Terms & Conditions of Sale
The following terms and conditions shall be incorporated into each accepted order or contract between the buyer indicated in the order or contract (“Buyer”) and Secon Rubber and Plastics, Inc. (“Seller”) for any items sold by Seller (“Product”).
1. EXCLUSIVE TERMS AND CONDITIONS.
This document constitutes the complete and final agreement between Seller and Buyer with respect to the Product. This document shall not be amended, modified, or superseded, whether by course of dealing or usage of trade, practice, or otherwise, except by a writing that is signed by an authorized officer of Seller, regardless of any other terms and/or conditions that may appear on Buyer’s documents. All such Buyer documents are hereby expressly objected to and rejected by Seller without further notice to Buyer. This document is expressly conditioned upon Buyer’s agreement to all the terms and conditions contained herein.
2. ORDER ACCEPTANCE.
The issuance by Buyer of a purchase order predicated upon this proposal shall not constitute a binding contract unless and until it is accepted by Seller at its plant. Any terms or conditions of Buyer’s purchase order or similar instruments, which are in addition to or inconsistent with Seller’s terms and conditions stated herein, shall not be binding on Seller and shall not apply to this transaction unless specifically agreed to in writing by Seller’s authorized officer. Seller’s failure to object to provisions contained in Buyer’s order or other communication shall not be deemed a waiver of Seller’s Terms and Conditions. Buyer’s acceptance of any performance by Seller shall be deemed as Buyer’s acceptance of all the terms and conditions provided by this document.
3. PRICING.
All quotations, unless otherwise stated, are for immediate action and all prices quoted therein are subject to change without notice any time prior to Seller’s acceptance of Buyer’s order. All Product will be billed at Seller’s prices in effect at time of shipment. Previous quotations for the Product or services described hereon are hereby canceled. Prices quoted do not include any city, state, or federal taxes which may be applicable. Such taxes will be paid by Buyer.
4. DELIVERY F.O.B.
Unless otherwise specified in writing, delivery of Product will be made F.O.B Seller’s facility. All Product becomes Buyer’s property and responsibility when delivered to a common carrier or any such delivery service as Buyer may specify, at the F.O.B. point. Seller will make every effort to make shipment in accordance with the delivery schedule submitted, but such delivery is not guaranteed. Seller shall not be liable for any penalty or damages for delay in the production or delivery of the materials covered hereby.
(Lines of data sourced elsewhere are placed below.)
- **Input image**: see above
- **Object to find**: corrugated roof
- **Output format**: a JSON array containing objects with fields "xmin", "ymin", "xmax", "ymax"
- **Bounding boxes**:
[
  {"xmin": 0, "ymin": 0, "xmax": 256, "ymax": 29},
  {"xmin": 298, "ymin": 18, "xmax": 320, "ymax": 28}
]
If any condition or cause whatsoever beyond the reasonable control of Seller prevents compliance with such schedule, in the event of any such delay, the date of delivery shall be extended for a period equal to the time lost by reason of such delay. Seller accepts no risk of loss or damage to Buyer’s Product by deterioration or by fire, smoke, explosion, sprinkler leakage, windstorm, flood, hail, aircraft, riot, civil commotion, labor trouble, or any other casualty while in transit, in Buyer’s possession or under Buyer’s control.
5. LIMITED WARRANTY.
a. All statements, technical information, and recommendations concerning the Product sold or samples provided by Seller are based upon tests believed to be reliable but do not constitute a guarantee or warranty. Suggestions as to design use and suitability made by Seller are submitted in good faith; however, Buyer must and shall assume responsibility for accepting and using such suggestions. All Product is sold and samples of Product are provided with the understanding that Buyer has independently determined the suitability of such Product for its purposes. Seller warrants, as limited below, that Product shall conform in material respects to the specifications provided by Seller, if any. Unless dimensions are limited by a specific tolerance, it is understood that the production variations as published by the Seller will be acceptable. General title block tolerances on blueprints shall not apply unless agreed to in writing by the Seller.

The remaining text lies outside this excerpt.